Actually, I forgot that gtdb_to_taxdump already merges taxdump files. This is necessary for the GTDB, since the archaea and bacteria taxonomies are separate. You could just provide the GTDB-bacteria, GTDB-archaea, and NCBI-virus taxonomy files, and the script should merge all of them. You will need to get the taxonomies for each virus genome and format them in the same way as used for GTDB. For example:

RS_GCF_000979745.1  d__Archaea;p__Halobacterota;c__Methanosarcinia;o__Methanosarcinales;f__Methanosarcinaceae;g__Methanosarcina;s__Methanosarcina mazei
RS_GCF_000980175.1  d__Archaea;p__Halobacterota;c__Methanosarcinia;o__Methanosarcinales;f__Methanosarcinaceae;g__Methanosarcina;s__Methanosarcina mazei
RS_GCF_001647085.1  d__Archaea;p__Euryarchaeota;c__Thermococci;o__Thermococcales;f__Thermococcaceae;g__Thermococcus;s__Thermococcus piezophilus
GB_GCA_002838935.1  d__Archaea;p__Thermoplasmatota;c__E2;o__UBA9212;f__GCA-002838935;g__GCA-002838935;s__GCA-002838935 sp002838935

Note that the taxIDs will no longer match ANYTHING in the NCBI taxonomy! gtdb_to_taxdump re-numbers all of the taxIDs.

HitMonk commented 4 years ago

thank you! Let me try this and get back to you on the results!

HitMonk commented 4 years ago

Apologies for reopening this thread. But i have some questions.

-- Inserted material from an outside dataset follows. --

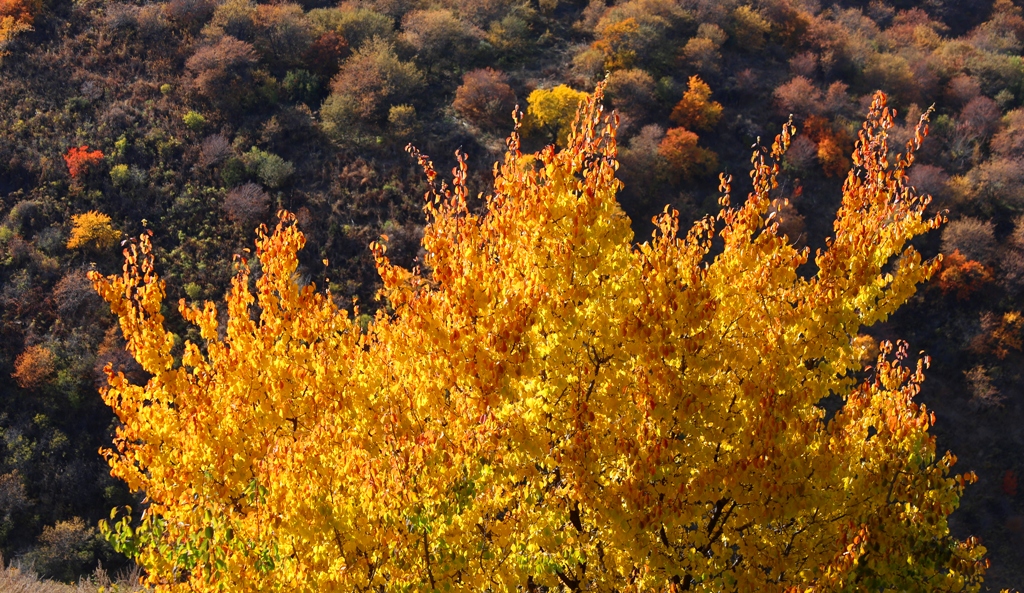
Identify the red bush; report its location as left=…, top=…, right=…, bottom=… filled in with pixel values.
left=939, top=251, right=992, bottom=300
left=65, top=145, right=103, bottom=178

I downloaded the GTDB databases using the following: Rscript /exports/watson/Prateek/apps/Struo/util_scripts/GTDB_metadata_filter.R -o gtdb-r89_bac-arc.tsv https://data.ace.uq.edu.au/public/gtdb/data/releases/release89/89.0/bac120_metadata_r89.tsv https://data.ace.uq.edu.au/public/gtdb/data/releases/release89/89.0/ar122_metadata_r89.tsv

Rscript /exports/watson/Prateek/apps/Struo/util_scripts/genome_download.R -o genomes -p 8 gtdb-r89_bac-arc.tsv > genomes.txt

I then downloaded Kraken taxonomy and library files using: Download taxonomy and genomes for kraken2 kraken2-build --download-taxonomy --db kraken+gtdb

Download libraries to use with k2 kraken2-build --download-library viral --db kraken+gtdb; kraken2-build --download-library fungi --db kraken+gtdb; kraken2-build --download-library protozoa --db kraken+gtdb

However, im not sure how to get the taxonomies in the format you mentioned? Is there a place i can download it from? The taxonomies downloaded by kraken2 are not in that format. The taxdump file itself consists of a bunch of citations for the organism. So, im not exactly sure how to go about merging the genomes from kraken2 with GTDB and where I can download taxonomies in the format that you have mentioned.

nick-youngblut commented 4 years ago

You'd have to get the viral taxonomy in the same format as GTDB (see the GTDB metadata). I'm not sure if kraken2 includes taxonomy in that format. If it's just in taxdump format, you could reconfigure the gtdb_to_taxdump.py script to output a tab-delim taxonomy, but that would take a bit of work. You could also take the NCBI taxIDs from the kraken2 database and get the entire taxonomy via taxonkit.

HitMonk commented 4 years ago

Regarding the kraken2 taxdump, below is how the first few lines look. It doesnt look anything like the format required by GTDB

7 | Equine herpesvirus | 0 | 819656 | | | | 8 | Yabuuchi E et al. (1990) | 0 | 2111872 | | Yabuuchi, E., Yano, I., Oyaizu, H., Hashimoto, Y., Ezaki, T., and Yamamoto, H. \"Proposals of Sphingomonas paucimobilis gen. nov. and comb. nov., Sphingomonas parapaucimobilis sp. nov., Sphingomonas yanoikuyae sp. nov., Sphingomonas adhaesiva sp. nov., Sphingomonas capsulata ``comb. nov., and two genospecies of the genus Sphingomonas.\" Microbiol. Immunol. (1990) 34:99-119. | 13687 13688 13689 13690 28212 28213 | 9 | Dennis PJ et al. (1993) | 0 | 8494743 | | Dennis, P.J., Brenner, D.J., Thacker, W.L., Wait, R., Vesey, G., Steigerwalt, A.G., and Benson, R.F. \"Five new Legionella species isolated from water.\" Int. J. Syst. Bacteriol. (1993) 43:329-337. | 45065 45068 45070 45072 45076 |

I will try the Taxonkit as you mentioned and pull taxonomy directly from NCBI.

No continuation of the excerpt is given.